The final third shifts from cultural diagnosis to personal motive: Why write poetry? The answers are comic and intimate—weird unemployment, painless headaches—but also physiological: inspiration as a jolt that runs down along your writing arm at the accumulated moment. Murray insists on the strangeness of composition: after the trance, you do adjustments, aligning facets in a verb. That image treats a verb like a cut gem, something you rotate until it catches the right light, and it makes craft feel like recovery from possession.

Then comes a moral claim disguised as a casual aside: writing lets you avoid a particular kind of social climb—not needing to rise / and betray the poor. Here poetry becomes an ethics of livelihood: it offers a way to be serious without becoming predatory. Even the desire for recognition is purified into a non-devouring fame, fame that doesn’t eat others to grow. Against the feral stanzas that demand flesh, this is a small utopian counter-model: language that doesn’t require victims.

Politics as a rare echo: the secret ballot and “deflation”

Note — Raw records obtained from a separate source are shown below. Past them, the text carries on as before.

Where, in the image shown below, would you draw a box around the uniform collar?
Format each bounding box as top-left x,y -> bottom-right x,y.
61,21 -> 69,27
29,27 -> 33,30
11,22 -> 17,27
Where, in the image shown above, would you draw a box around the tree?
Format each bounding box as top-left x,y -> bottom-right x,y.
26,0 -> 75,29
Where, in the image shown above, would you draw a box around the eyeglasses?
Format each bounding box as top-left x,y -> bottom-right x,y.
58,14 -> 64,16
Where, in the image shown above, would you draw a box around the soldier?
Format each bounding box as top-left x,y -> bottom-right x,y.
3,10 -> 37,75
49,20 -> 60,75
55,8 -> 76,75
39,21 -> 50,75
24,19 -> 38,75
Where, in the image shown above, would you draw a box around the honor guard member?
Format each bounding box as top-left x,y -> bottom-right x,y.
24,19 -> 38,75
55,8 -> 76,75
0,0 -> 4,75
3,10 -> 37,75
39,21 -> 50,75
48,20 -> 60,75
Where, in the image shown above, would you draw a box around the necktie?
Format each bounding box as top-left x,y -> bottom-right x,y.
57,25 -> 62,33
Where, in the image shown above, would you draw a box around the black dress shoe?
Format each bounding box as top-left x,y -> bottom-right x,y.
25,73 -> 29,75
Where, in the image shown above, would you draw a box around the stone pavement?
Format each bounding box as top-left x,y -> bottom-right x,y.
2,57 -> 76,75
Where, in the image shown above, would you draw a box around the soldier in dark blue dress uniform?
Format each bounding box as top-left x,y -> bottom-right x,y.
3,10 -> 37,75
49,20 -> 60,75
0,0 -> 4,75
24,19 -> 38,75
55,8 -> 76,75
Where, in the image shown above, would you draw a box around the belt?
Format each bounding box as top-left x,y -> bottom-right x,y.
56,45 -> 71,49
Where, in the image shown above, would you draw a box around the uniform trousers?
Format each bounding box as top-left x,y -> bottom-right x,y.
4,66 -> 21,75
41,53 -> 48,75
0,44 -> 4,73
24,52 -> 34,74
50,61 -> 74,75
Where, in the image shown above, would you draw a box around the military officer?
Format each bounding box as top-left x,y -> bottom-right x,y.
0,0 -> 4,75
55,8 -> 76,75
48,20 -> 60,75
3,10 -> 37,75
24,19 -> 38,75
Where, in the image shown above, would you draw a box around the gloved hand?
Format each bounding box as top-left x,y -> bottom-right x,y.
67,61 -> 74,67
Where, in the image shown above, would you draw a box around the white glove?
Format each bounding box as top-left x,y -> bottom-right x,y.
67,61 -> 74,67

Murray allows that politics rarely resembles this kind of art, then singles out a startling example: the Australian colonists’ adoption of the secret ballot, a device in which deflation could hide. The word deflation matters—it suggests puncturing bombast, refusing the theatrical pressure of crowds. The ballot’s secrecy shields the individual from feral poetry’s public chants. Yet the poem won’t let the reader rest in patriotic pride; it asks whether this was moral cowardice’s one shining world victory. The paradox is sharp: hiding your conviction can be both cowardly and a defense against mass coercion, a way to prevent the “stanzas” of revolution from marching bodies into mass-grave Revolutions.

The jagged phrase So axe-edged, so lictor-y tastes like a verbal grimace, connecting state power to execution and Roman authority. It’s another reminder that public language loves sharpness and spectacle—and that sharpness cuts.

Dream-rhythm awake: the gift and the burden

The poem ends by returning to the body, but now as an index of vocation: Breathing in dream-rhythm when awake is evidence of the gift. Poetry is not just something you read; it is a metronome that rewires perception. The final line—Being tragic with a book on your head—lands as both satire and prophecy. It mocks the pretensions of literary culture (the ludicrous image of staged seriousness), while also hinting that the writer’s tragedy is real: to carry a book is to carry a vulnerability, a visibility, a target.

In the end, Murray isn’t begging for more readers. He is insisting that reading is already happening, everywhere, in keywords and slogans and names—and that the task of the poet is to make an art strong enough to pirouette through those larger poems without becoming their instrument.